1/2 barrel brewery completed.

1/2 barrel brewery completed.

With the 1/2 barrel brewery completed and running I have begun to re-focus on the studio. The buisinss plan is complete and the costs are layed out, but I’m currently not in a position to begin. Basically, under the current plan, the salary I would pay myself would not cover my family’s current expenses. However, my wife and I have come up with a plan to adjust our budget to begin laying the ground work for the move. If successful, we should see the opportunity to make the shift is 2-3 years. Now a lot can happen in that time, but starting this brewery remains a priority to me and as soon as the opportunity to open it presents itself, you can be sure I will take it. Until then, I continue to learn, research, and network with the fantastic brewers in my area.


A bit of a break

I took a bit of a break from brewery planning the last few weeks to build out my own pilot brewery. Along with wanting to help¬†other brewers put out great beer, I am also passionate about my own recipes. In the end, this will only be a 1/2 Bbl brewery, but will give me the facility space to fine tune my beer, and as a secondary benefit, help me cost out the smaller studio spaces in the larger facility. More details to come…along with a bit of a teaser….I might have found the perfect commercial space for the start-up.



Renewed focus

So, a bit of a blow this week, with the major profit center of the brewery usurped by a MUCH larger facility. Even if I could have planned and funded this brewery by the end of this year I still would have had much of my contracts disappear as soon as this large contract facility opened. So…..where does that leave me? Renewed focus.

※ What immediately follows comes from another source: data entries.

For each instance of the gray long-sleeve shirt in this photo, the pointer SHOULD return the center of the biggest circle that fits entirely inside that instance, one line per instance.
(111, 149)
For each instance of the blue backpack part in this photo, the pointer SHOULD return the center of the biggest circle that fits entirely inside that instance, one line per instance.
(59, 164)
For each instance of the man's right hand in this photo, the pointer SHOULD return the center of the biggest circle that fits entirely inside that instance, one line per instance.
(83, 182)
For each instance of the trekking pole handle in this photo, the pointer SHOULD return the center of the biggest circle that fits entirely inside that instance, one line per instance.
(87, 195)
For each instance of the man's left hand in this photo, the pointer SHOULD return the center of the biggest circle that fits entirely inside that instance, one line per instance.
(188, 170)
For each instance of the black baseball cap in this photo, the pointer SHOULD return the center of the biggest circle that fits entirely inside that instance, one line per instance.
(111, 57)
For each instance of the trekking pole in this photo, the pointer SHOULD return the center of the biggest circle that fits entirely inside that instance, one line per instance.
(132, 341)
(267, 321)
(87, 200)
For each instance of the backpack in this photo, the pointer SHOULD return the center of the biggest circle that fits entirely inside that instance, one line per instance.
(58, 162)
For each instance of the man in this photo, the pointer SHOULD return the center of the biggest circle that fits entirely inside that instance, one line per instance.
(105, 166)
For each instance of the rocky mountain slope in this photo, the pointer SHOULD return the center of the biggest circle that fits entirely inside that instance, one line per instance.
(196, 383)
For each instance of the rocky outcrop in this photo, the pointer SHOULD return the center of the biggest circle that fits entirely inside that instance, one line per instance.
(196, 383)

Funding the facility early through contract only business would have been great, but it was off target from what I really wanted to do with this brewery. The real concept here is brewing success for local brewers. So how? I think the only solution is to have a public taproom. I had planned for a taproom originally, but only have it open for tours or special events. Without the contract income coming in, I need another revenue stream. I think public taproom is the only way. This adds an additional advantage, brewers immediately have their beer available to the public. I would also like to go a step further. Rather than just one commercial sized facility, I think this brewery should have non-professional space. A true studio for practicing and refining before you go public.

Apparently, U-Brew spaces require only slightly more insurance than any commercial property. Now imagine a home brewer, working out of a space in the studio, perfecting recipes with the help of professional staff. Once a small batch is ready, it goes on tap under the studio’s license (Craft Beer Studio presents: XXX). If the beer is successful, the brewer makes more. If it becomes successful enough, he moves to the full scale brewery.

Home brewers could simply work out of the studio. Rent the room for 1/2 a day to make a beer on near professional gear, with near professional process. They could simply use it as their home brewery. However, those looking to take a shot at the commercial market, would have the ability to put a beer on tap and see what happens.

I think the combination of studio space for non-pro brewers, connected with a commercial facility, and a true tap room is the future of this plan. Time to make a few more calls. Stay tuned.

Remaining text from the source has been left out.